As the temperatures continue to drop towards freezing this weekend, it's a reminder to be careful when plugging things into an outlet for heating.
Fire prevention officials are stressing the importance of fire safety.
"It was an extension cord that was plugged into a power strip that was plugged into an old outlet," Pittsfield Fire Chief Robert Czerwinski tells us.
That's what Chief Czerwinski says is to blame for a fire in the city that killed an elderly couple yesterday.
Besides the dangers of old, electrical outlets, fire officials around the Pioneer Valley are asking people to please be careful when keeping warm, especially if you're using something like a space heater this weekend and with temperatures expected to drop significantly.

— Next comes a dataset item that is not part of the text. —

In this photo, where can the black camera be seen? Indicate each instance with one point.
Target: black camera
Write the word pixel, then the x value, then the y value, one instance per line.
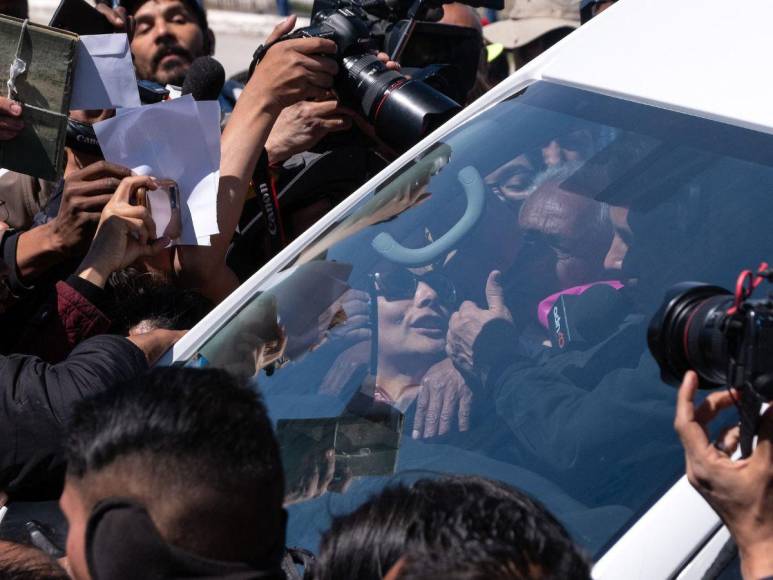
pixel 401 109
pixel 725 337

"A big thing with space heaters is," said Community Risk Reduction Coordinator Lt. Katie Collins-Kalbaugh. "You never want to plug them into something like a power strip. You want to plug them directly into a wall outlet."
Lt. Collins-Kalbaugh of the Chicopee Fire Department tells Western Mass News space heaters aren't usually the number one cause of fires, but they usually are the deadliest, because people are sleeping.
"You should never leave it unattended," continued Lt. Collins-Halbaugh. "If you're going to get up and leave the room, you want to turn it off and unplug it. If you leave it unattended, it can overheat and cause a fire."
It may sound like common sense, but Lt. Collins-Kalbaugh says to always read the manual before plugging something in.
It could help save lives.
"You don't want to plug something in where it can create heat, and," says Lt. Collins-Halbaugh. "Actually cause a fire with the extension cord or with whatever you're using. Always read the manufacturer's instructions."
She says if you have any concerns, you can always call a licensed electrician.
"Any time you're concerned that you're experiencing an emergency with your heating equipment," stated Lt. Collin-Kalbaugh. "Get out of the house, call 911, and let the professionals deal with it, so we can always come out and see what the problem is and then recommend who you should call."
It's also a good idea to check your smoke detectors to make sure they're working.
Fire officials say you should check them monthly.